The CG also considered the final care plan and provisional transition plan. He is content that the risks regarding M possibly attempting to remove X from the care of his SGs unlawfully is addressed as much as it can be. He also notes that M’s position is now one which is more cooperative for the benefit of X, and that this may be due to M’s progress and stability. However, X relocation to country Z must still be approached with caution.
Concluding on the most appropriate result for X, the CG agreed that X being placed under the ward of the court prior to his relocation to X would be the safest due to the ongoing risk M poses.
M’s updating evidence / undertaking [43]
M continues to not accept the findings, however, does accept the decision for X to be in his best interest. She accepts the proposed SGO, and further agrees to the proposed undertaking to not obstruct the homologation of X’s relocation in country Z. The court commended her for this.

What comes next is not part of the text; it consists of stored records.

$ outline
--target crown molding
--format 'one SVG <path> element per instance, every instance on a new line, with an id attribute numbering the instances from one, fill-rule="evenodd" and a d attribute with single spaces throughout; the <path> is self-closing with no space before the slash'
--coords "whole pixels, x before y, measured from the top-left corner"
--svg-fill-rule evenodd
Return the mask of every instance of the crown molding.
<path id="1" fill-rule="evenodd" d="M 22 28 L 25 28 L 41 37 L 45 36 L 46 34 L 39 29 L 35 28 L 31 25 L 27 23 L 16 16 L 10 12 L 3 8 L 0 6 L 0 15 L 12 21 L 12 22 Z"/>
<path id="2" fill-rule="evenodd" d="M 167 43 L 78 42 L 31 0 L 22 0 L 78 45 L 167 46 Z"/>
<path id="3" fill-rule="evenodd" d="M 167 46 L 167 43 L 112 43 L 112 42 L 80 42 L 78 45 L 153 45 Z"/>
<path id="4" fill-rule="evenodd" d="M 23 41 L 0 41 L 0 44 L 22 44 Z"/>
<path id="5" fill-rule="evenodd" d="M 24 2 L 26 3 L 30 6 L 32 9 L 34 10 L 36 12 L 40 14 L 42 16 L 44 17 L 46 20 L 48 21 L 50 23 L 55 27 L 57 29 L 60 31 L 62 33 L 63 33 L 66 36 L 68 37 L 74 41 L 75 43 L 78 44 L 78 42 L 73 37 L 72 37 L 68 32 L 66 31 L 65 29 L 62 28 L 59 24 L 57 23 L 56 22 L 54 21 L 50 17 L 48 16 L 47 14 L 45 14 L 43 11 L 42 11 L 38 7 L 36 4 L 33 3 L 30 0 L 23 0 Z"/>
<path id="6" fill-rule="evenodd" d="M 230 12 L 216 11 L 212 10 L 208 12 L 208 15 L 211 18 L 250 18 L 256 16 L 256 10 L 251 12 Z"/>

Welfare determination [ 44 – 45]
The earlier judgment addressed the welfare checklist (section 1(3) of the Children’s Act 1989) in detail and deploys a holistic analysis of the options for X’s future.

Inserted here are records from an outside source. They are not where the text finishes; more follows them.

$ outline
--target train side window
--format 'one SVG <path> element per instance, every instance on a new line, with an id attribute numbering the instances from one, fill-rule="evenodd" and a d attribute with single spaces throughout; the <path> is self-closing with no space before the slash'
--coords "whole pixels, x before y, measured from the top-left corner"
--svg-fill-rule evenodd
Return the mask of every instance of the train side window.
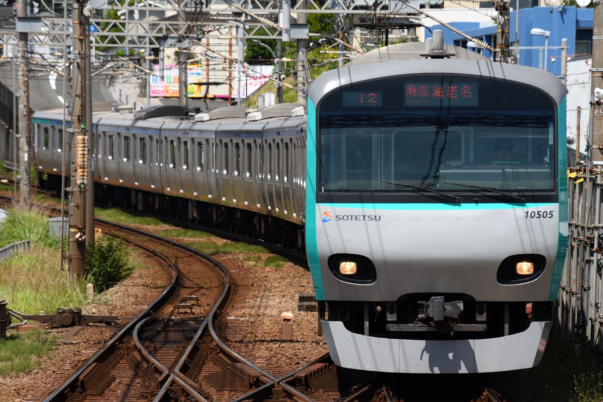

HHJ Hopkins KC accepted the evaluation before the court regarding the proposed SGs capacity to benefit X’s welfare, as well as safeguard him from the risks posed by M.

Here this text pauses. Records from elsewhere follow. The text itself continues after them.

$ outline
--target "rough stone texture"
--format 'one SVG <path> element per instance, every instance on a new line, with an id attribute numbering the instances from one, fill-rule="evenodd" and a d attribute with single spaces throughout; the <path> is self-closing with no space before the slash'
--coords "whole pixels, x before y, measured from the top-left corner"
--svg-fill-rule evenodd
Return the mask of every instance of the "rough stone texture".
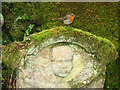
<path id="1" fill-rule="evenodd" d="M 31 47 L 28 53 L 37 49 L 38 47 Z M 91 54 L 75 45 L 51 45 L 40 50 L 34 57 L 28 56 L 26 63 L 25 68 L 19 67 L 19 88 L 84 87 L 92 85 L 92 81 L 100 73 L 105 73 L 105 70 L 101 71 L 101 63 L 96 62 Z M 104 75 L 101 77 L 102 80 L 97 82 L 99 87 L 103 87 Z"/>
<path id="2" fill-rule="evenodd" d="M 43 30 L 2 47 L 3 62 L 19 68 L 19 88 L 102 88 L 106 65 L 117 57 L 109 40 L 71 27 Z"/>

Care / SGO support / transition plan [46]
The court considered the LA’s care plan, which included the SGO support plan and tentative transition proposal. This was in favour of an SGO for uncle and aunt, which is extensively supported by the LA. The LA also provided funding for an extra bedroom for X as well as the assistance for any litigation needed in country Z. No issue was raised on the extent of the support available, and the provisional plan was found to be sensible. The court hopes the homologation process will be completed within 3 months, and the parties invite the court to review this process albeit in the context of the ongoing wardship. The court finally approved the final care plan.
Contact [47 – 51]
Prior to X’s relocation, contact will be reduced to once a week, before no contact taking place for 8 weeks upon X’s relocation. After X is settled, thirty minutes of contact is to take place on ‘WhatsApp’ on a monthly basis, direct contact should take place on two occasions each year dependant on the length of stay of M in country Z.
If M does relocate to country Z herself, the court directs that contact with X can take place on a monthly basis for four hours duration each session to be arranged and supervised by the SGs.
In relation to direct contact, M may not remove X from the SG’s care and is not to have unsupervised contact with him.
These arrangements are based on the opinions of professionals but will be kept under review over time. The court was satisfied that these are appropriate and safe, meeting X’s needs.
Consequential directions / declaration [52 – 55]
The court finalised by being satisfied that X’s welfare would be prioritised if placed with his uncle and aunt as Special Guardians.
Final remarks [56 – 57]
Upon conclusion, the court remarked that residual risks cannot be avoided upon relocation of X to country Z to the care of his aunt and uncle. However, considering the above, the court believed the uncle and aunt can be deemed as trustworthy. Lastly, HHJ Paul Hopkins KC concluded by reiterating the importance of the advantage X will have from his relocation to country Z, this regarding his nationality, language and rich cultural heritage.